I guess so… Still, a few problems sequentially polynomial have been parallelized and can now be solved much more quickly. For instance, let’s get back to sort algorithms. In the two divide and conquer algorithms we have described, subproblems are generated and can easily be parallelized. The number of subproblems cannot be more than the size of the list. It is therefore polynomial in the size of the list at any time.
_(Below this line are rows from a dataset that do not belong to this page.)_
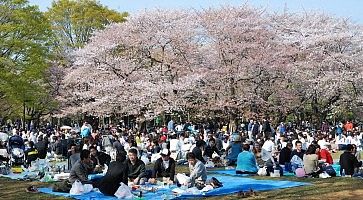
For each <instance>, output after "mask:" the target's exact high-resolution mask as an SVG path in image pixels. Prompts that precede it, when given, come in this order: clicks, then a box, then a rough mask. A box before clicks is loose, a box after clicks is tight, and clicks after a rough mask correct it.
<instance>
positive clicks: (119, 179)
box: [96, 151, 128, 196]
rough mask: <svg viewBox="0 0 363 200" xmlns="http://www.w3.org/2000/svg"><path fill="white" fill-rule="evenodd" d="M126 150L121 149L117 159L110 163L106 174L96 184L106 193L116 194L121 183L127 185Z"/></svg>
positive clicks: (117, 155)
mask: <svg viewBox="0 0 363 200" xmlns="http://www.w3.org/2000/svg"><path fill="white" fill-rule="evenodd" d="M125 160H126V152H125V151H120V152H118V153H117V155H116V161H113V162H111V163H110V166H109V167H108V169H107V172H106V175H105V176H104V177H103V178H102V179H101V180H100V181H99V182H98V183H97V184H96V187H98V189H99V190H100V191H101V192H102V193H103V194H105V195H108V196H114V194H115V192H116V191H117V189H118V188H119V186H120V183H121V182H122V183H124V184H125V185H127V174H128V172H127V164H126V163H125Z"/></svg>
In the case of nearly equal subproblems, the number of iterations is about the logarithm of the size of the list. Therefore the parallelized sort algorithms is parallelized on a polynomial number of processors and has an almost polylogarithmic time. The only problem is the complexity time of the merging phase for the merge sort, and of the dividing phase for the quick sort.
However, those two difficulties have been overcome. In 1988, Richard Cole found a smart way to parallelize the merging phase of the merge sort. In 1991, David Powers used implicite partitions to parallelize the dividing phase for the quick sort. In both cases, this led to a logarithmic complexity. With huge datacenters, google can now perform sorting of web pages in matters of seconds. Impressive, right?
Let’s sum up
Computer science has already totally changed the world. For the new generation that includes myself, it’s hard to imagine how people used to live without computers, how they wrote reports or seek for information. Yet, this is only the beginning and parallelization will change the world in a way I probably can’t imagine. The advice I’d give you is to think with parallelization. It’s powerful concepts that need to be applied in various fields, including in company strategies.
In fact, I have applied divide and conquer by choosing the apparent lack of structure of the articles for Science4All. Classical structures would have involved a tree structure with categories of articles and subcategories, probably by themes of fields. But I’m betting on a more horizontal structure, where the structure is created by the links between the articles, via related articles or via authors.